Add Persistent Memory to Any Project in 5 Minutes
Updated for soul-agent 0.1.2 on PyPI
Version note:
pip install soul-agentgives you version 0.1.2, which includes both the simpleAgentclass (pure markdown) and theHybridAgentclass (RAG+RLM routing). The “v2.0” mentioned in demos refers to the HybridAgent architecture, not a separate package.
Your AI forgets everything when you close the terminal.
You spend 10 minutes explaining your project context. The AI gives great help. You close the session. Tomorrow, it’s a stranger again.
soul.py fixes this in two files.
The Fix
from soul import Agent
# First conversation
agent = Agent()
agent.ask("My name is Prahlad and I'm building a Flask app for task management.")
# → "Nice!

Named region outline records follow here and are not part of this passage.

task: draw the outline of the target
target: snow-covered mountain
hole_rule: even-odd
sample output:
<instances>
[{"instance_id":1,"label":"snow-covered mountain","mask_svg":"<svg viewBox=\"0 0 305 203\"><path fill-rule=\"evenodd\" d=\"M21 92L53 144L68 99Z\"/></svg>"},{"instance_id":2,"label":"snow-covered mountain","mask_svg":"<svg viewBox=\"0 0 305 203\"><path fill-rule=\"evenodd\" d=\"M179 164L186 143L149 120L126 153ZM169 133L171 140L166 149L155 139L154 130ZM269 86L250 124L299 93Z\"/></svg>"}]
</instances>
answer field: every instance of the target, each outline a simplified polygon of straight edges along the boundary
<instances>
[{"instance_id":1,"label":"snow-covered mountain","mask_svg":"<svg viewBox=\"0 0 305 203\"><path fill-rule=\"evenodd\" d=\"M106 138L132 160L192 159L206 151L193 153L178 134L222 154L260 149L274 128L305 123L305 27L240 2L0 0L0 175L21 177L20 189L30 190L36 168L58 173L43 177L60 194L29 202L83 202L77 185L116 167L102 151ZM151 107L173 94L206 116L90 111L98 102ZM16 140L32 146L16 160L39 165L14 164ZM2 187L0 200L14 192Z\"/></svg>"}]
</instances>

What's the first feature you're working on?"
# Close Python. Go to lunch. Come back tomorrow.
# New session — memory persists
agent = Agent()
agent.ask("What do you know about my project?")

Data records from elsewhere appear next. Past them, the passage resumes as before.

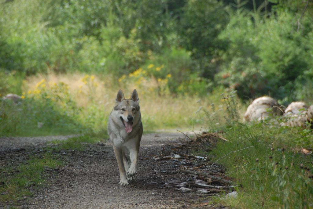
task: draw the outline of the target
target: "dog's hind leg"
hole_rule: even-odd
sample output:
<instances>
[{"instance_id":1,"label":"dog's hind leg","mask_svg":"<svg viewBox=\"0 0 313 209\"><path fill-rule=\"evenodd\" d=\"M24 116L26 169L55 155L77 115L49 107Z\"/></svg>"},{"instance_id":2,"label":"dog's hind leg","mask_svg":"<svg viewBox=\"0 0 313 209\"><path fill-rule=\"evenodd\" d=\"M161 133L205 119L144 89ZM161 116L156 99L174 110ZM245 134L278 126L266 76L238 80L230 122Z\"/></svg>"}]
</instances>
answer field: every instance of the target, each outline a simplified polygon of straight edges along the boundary
<instances>
[{"instance_id":1,"label":"dog's hind leg","mask_svg":"<svg viewBox=\"0 0 313 209\"><path fill-rule=\"evenodd\" d=\"M121 177L121 181L118 183L119 185L122 186L126 186L129 185L127 179L126 178L126 173L124 167L124 163L123 159L123 152L119 149L117 148L115 146L113 146L114 150L114 153L116 157L117 160L117 164L118 164L119 171L120 172L120 176Z\"/></svg>"}]
</instances>

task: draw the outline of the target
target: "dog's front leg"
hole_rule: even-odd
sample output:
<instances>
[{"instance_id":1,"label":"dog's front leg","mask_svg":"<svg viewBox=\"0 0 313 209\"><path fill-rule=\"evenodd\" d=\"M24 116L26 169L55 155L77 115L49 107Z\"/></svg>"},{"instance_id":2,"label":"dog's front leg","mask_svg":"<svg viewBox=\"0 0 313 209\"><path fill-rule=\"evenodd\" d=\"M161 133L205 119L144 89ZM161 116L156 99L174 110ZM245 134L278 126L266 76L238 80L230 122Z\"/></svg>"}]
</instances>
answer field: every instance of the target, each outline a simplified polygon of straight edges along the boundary
<instances>
[{"instance_id":1,"label":"dog's front leg","mask_svg":"<svg viewBox=\"0 0 313 209\"><path fill-rule=\"evenodd\" d=\"M114 153L115 153L115 156L116 157L116 160L117 160L119 171L120 172L120 176L121 177L121 181L118 184L122 186L129 185L129 184L127 181L125 168L124 167L124 163L123 159L123 152L120 149L116 148L115 146L113 146L113 147L114 150Z\"/></svg>"},{"instance_id":2,"label":"dog's front leg","mask_svg":"<svg viewBox=\"0 0 313 209\"><path fill-rule=\"evenodd\" d=\"M129 151L129 157L131 158L131 164L127 171L127 177L129 178L134 176L136 173L139 152L139 150L137 149L132 149Z\"/></svg>"}]
</instances>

# → "You're Prahlad, building a Flask task management app."
That’s it. Memory survives across sessions. No database. No server running in the background.
How It Works
soul.py uses two markdown files:
your-project/
├── src/
├── docs/
├── SOUL.md ← Who the agent is
├── MEMORY.md ← What it remembers
└── README.md
SOUL.md — The agent’s identity:
# Project Assistant
I am the AI assistant for this Flask project.
## How I Help
- Answer questions about the codebase
- Remember project decisions
- Help debug issues
## Style
- Reference specific files when helpful
- Acknowledge when I'm uncertain
MEMORY.md — Conversation history (grows automatically):
# Memory
## 2026-03-02 10:00
Q: My name is Prahlad and I'm building a Flask app for task management.

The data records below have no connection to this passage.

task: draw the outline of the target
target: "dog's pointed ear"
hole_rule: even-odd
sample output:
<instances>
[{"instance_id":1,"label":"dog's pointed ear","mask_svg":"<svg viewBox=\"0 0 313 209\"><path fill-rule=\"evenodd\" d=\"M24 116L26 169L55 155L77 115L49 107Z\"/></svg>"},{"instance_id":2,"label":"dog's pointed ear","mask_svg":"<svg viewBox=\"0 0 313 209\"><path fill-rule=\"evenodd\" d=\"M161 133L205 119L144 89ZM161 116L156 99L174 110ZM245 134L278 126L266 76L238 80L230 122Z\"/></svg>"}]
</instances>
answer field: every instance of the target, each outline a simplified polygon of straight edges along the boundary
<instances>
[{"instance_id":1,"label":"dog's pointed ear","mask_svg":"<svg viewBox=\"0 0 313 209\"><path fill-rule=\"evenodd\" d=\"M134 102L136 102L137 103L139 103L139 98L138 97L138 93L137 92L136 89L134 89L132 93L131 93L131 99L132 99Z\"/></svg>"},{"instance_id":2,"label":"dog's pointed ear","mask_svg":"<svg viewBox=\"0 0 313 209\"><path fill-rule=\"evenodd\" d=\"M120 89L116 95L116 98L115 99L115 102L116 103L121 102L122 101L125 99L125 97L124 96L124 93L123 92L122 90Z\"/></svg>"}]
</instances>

A: Nice! What's the first feature you're working on?
## 2026-03-02 10:15
Q: We decided to use SQLite for the database.
A: Good choice for a task app — simple and serverless.
Every agent.ask() call reads these files, calls the LLM, and appends the exchange to MEMORY.md.
Quick Start
pip install soul-agent
soul init
soul chat # NEW in v0.1.2 — interactive CLI!
Or use the Python API:
soul init
The wizard asks:
- What’s your agent’s name?
- Which provider? (anthropic / openai / openai-compatible)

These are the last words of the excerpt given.